E’ meno di un indizio, per carità. Ma quella cronaca, sul Mattino, di un bel po’  dei “ragazzi di De Mita”, come li ha chiamati il giornale napoletano in omaggio al compianto leader della sinistra scudocrociata, riunitisi a Maiori per ricordare orgogliosamente i 40 anni trascorsi dal congresso del movimento giovanile democristiano conclusosi con l’elezione di Renzo Lusetti a segretario -su Luca Danese, nipote di Giulio Andreotti, e un veneto senza molti santi in Paradiso-  mi ha fatto venire il sospetto che anche l’ex ministro della Cultura Dario Franceschini, “artefice” dell’incontro, sia un po’ troppo o tanto deluso dalla politica di questi giorni da rimpiangere il passato. E temo che a creargli tanta delusione contribuisca la segretaria Elly Schlein, che anche lui ha voluto l’anno scorso al Nazareno aspettandosi molto più o di meglio di quanto non stia venendo fuori. Che è un Pd ancora più votato del Movimento 5 Stelle di Giuseppe Conte, sia pure di poco, ma a suo sostanziale rimorchio.

         E’ l’immagine o la sensazione che si è fatta del Pd, confessandola un po’ al Foglio qualche giorno fa, anche l’ex capogruppo al Senato Luigi Zanda, e da cui mi sembra tentato pure Romano Prodi. Che ha recentemente avvertito Conte in persona, in un incontro pubblico, che continuando a tenere col Pd i rapporti attuali, a corrente alternata e ambiguità continua, si sprecheranno le sconfitte del campo a denominazione variabile -lungo, corto, stretto, largo, giusto, eccetera- che quel buontempone di Pier Luigi Bersani, fra mucche che girano per i corridoi del Nazareno e tacchini che saltano sui tetti, vorrebbe intitolare addirittura all”alternativa” a Meloni.

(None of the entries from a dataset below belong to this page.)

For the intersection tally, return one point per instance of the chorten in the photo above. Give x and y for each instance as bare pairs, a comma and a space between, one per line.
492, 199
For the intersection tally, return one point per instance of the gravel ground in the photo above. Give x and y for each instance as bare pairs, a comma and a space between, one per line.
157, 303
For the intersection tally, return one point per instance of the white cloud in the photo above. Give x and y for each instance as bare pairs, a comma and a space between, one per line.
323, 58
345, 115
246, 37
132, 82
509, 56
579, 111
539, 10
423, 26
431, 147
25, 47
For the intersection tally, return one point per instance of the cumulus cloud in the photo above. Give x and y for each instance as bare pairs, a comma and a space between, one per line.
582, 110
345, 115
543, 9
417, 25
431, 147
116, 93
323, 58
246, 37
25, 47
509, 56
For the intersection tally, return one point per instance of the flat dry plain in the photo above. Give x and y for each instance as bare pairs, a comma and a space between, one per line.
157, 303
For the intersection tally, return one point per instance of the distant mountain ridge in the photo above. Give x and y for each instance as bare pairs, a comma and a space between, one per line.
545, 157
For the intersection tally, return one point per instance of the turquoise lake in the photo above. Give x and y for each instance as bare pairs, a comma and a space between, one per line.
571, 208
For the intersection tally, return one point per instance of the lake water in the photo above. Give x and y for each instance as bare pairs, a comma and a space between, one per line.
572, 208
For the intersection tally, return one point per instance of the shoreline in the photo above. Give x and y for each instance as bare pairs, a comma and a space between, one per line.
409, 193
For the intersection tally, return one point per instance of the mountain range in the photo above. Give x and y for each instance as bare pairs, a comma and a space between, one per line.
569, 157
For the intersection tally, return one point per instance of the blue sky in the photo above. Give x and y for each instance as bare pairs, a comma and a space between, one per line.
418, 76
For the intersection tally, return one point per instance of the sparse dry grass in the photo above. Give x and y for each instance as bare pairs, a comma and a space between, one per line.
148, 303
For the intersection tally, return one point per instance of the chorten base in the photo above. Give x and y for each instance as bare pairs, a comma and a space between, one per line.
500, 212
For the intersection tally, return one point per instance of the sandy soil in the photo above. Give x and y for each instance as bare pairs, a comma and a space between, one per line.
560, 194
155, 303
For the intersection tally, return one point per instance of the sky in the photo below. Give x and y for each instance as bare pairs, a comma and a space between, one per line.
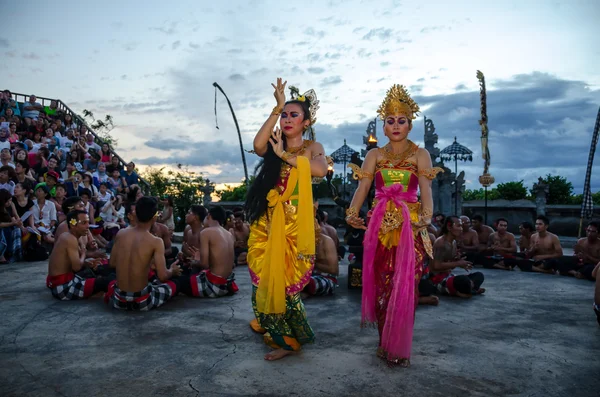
151, 65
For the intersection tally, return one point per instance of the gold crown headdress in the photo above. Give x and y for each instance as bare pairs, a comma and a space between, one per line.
311, 95
398, 101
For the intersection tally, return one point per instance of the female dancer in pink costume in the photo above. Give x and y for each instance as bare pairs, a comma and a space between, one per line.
396, 240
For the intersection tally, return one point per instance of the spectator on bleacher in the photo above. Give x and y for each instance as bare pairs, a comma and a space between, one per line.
116, 182
87, 182
66, 142
91, 144
4, 142
130, 176
31, 110
44, 214
23, 173
52, 111
5, 158
100, 175
13, 137
7, 102
10, 231
91, 164
105, 153
69, 123
7, 175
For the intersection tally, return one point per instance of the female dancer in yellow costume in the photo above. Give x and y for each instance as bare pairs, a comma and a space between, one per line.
281, 246
396, 240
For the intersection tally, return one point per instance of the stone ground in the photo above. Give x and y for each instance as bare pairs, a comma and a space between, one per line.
529, 335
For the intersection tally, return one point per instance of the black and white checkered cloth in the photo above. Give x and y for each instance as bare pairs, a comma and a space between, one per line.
74, 289
587, 206
152, 296
207, 285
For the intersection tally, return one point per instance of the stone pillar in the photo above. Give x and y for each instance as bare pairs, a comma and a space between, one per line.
541, 190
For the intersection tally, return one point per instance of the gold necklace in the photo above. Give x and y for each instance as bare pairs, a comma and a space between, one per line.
388, 154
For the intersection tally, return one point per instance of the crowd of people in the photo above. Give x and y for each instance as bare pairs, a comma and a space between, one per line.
47, 158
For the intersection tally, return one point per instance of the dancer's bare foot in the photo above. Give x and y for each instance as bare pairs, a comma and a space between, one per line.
429, 300
278, 354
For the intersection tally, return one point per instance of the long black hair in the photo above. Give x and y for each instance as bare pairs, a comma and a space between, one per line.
267, 173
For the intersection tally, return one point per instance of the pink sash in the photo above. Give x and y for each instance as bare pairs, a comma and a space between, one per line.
398, 330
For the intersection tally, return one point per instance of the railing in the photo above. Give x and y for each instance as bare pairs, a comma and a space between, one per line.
79, 121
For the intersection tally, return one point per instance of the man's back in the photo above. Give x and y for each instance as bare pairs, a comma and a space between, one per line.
132, 253
220, 250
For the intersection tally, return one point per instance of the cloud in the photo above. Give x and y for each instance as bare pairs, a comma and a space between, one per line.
168, 29
379, 33
316, 70
237, 77
331, 80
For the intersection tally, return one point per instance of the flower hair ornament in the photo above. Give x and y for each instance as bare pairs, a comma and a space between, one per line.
398, 101
313, 106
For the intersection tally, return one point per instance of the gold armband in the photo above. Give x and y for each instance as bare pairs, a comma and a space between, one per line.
351, 212
277, 110
430, 173
285, 156
358, 173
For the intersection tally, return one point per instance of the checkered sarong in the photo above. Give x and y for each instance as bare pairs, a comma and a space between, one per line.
70, 286
152, 296
321, 284
208, 285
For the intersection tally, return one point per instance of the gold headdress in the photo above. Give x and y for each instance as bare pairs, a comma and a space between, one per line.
311, 95
398, 101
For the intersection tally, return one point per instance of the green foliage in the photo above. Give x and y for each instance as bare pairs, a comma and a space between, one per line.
102, 128
560, 189
185, 186
512, 190
237, 193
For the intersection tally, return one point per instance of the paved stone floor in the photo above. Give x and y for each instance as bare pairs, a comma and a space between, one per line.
529, 335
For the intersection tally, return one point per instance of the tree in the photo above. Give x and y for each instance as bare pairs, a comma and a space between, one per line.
560, 189
102, 127
183, 185
512, 190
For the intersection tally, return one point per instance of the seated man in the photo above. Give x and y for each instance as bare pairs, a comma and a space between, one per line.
215, 258
241, 232
597, 292
324, 278
468, 243
483, 235
587, 255
502, 245
134, 251
545, 248
68, 258
445, 260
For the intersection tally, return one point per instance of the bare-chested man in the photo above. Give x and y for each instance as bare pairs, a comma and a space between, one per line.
240, 232
468, 243
502, 244
587, 255
215, 258
445, 259
483, 232
545, 247
194, 220
134, 251
324, 278
68, 258
162, 231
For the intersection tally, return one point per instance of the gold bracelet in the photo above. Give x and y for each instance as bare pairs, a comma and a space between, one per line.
285, 156
351, 212
277, 110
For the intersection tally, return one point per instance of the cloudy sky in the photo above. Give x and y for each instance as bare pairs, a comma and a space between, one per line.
151, 66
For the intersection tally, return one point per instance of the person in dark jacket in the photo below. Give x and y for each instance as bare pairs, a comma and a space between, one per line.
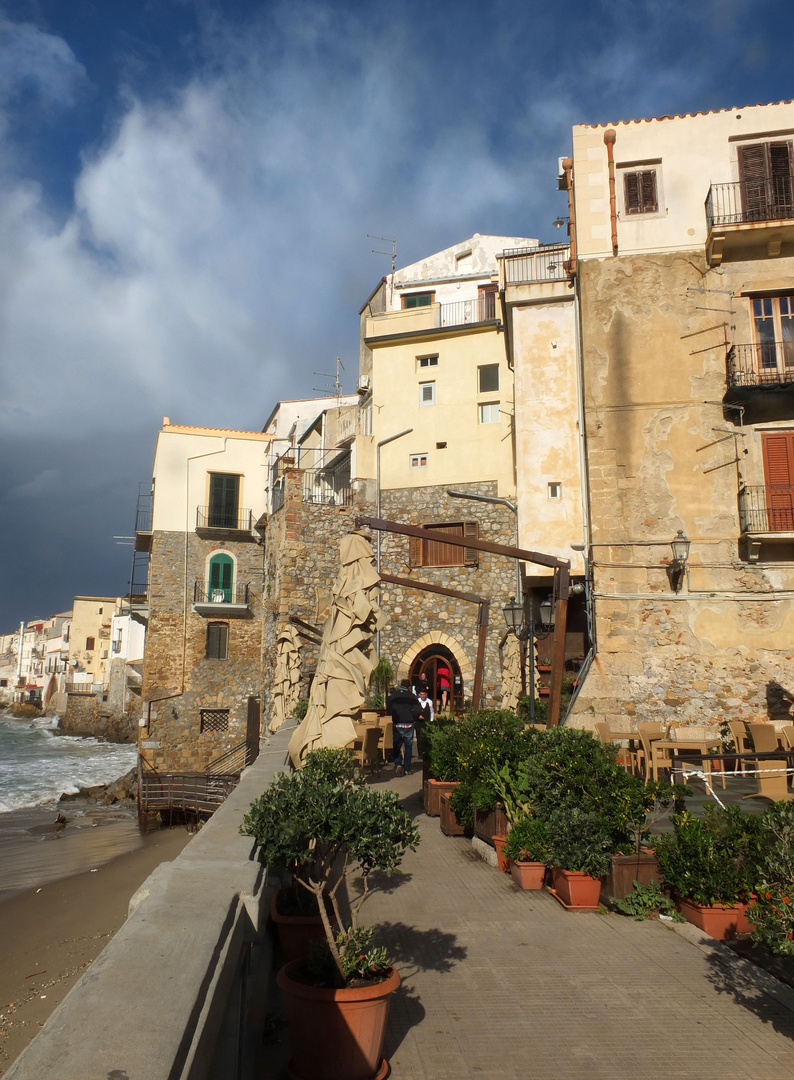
404, 710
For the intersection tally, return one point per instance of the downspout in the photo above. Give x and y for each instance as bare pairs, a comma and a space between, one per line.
609, 136
568, 170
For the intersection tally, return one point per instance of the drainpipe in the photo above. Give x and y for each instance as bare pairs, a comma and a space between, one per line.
609, 136
568, 170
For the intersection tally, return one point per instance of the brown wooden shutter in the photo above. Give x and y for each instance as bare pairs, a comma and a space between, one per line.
415, 545
471, 531
633, 197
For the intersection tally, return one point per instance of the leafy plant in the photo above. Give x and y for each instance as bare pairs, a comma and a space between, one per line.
528, 841
324, 824
579, 840
645, 901
300, 709
713, 861
772, 910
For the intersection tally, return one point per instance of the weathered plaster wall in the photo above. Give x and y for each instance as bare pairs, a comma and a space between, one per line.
175, 662
663, 457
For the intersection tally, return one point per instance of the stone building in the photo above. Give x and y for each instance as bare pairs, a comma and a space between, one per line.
683, 254
202, 665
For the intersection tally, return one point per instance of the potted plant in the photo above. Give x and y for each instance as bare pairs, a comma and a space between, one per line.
579, 847
328, 824
712, 866
527, 851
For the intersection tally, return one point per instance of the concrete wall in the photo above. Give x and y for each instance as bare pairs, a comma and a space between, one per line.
182, 988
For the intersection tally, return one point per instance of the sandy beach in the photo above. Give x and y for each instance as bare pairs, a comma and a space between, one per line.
52, 932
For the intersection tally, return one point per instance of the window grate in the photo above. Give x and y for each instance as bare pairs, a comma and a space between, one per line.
214, 719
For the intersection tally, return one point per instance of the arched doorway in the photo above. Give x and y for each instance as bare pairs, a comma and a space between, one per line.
436, 665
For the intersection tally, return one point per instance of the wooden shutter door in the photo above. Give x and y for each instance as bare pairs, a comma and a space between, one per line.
753, 175
779, 473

Dalla Gazzetta del Mezzogiorno

         Preoccupazioni per lo stato di salute politica del Pd nelle mani di “una profeta straniera” -l’ha chiamata oggi  Pino Pisicchio  sulla Gazzetta del Mezzogiorno- deve averne anche l’ex presidente della Camera  Casini, che però da ospite come ha accettato di essere, eletto da indipendente nelle liste del Nazareno nella sua Bologna, dove probabilmente verrebbe confermato al Parlamento con qualunque partito gli offrisse un giro in carrozza, cerca educatamente di stare zitto. Ma gestisce con antica astuzia e bonomia democristiana la sua agenda, fra convegni, matrimoni, funerali e quant’altro.

C’era anche lui naturalmente a Maiori: in albergo, al ristorante e in chiesa, dove si è sostituito al sacrestano ed ha raccolto le offerte alla parrocchia. Ah, grande, intramontabile Piefurby, variante ormai storica del Pierferdy derivato americanamente dal Pier Ferdinando dell’anagrafe.

Casini a Maiori

         Se fossi nella Schein, di qualsiasi colore vestita, sarei meno disinvolta e sicura nelle sue epifanie e comincerei a guardarmi intorno con maggiore prudenza in un partito forse troppo affollato di volpi per poterla ancora proteggere a lungo, se qualcuno avesse peraltro davvero la voglia di farlo anche dopo le elezioni europee del 9 giugno, quando sarà il momento di riflettere, quanto meno, sui loro risultati.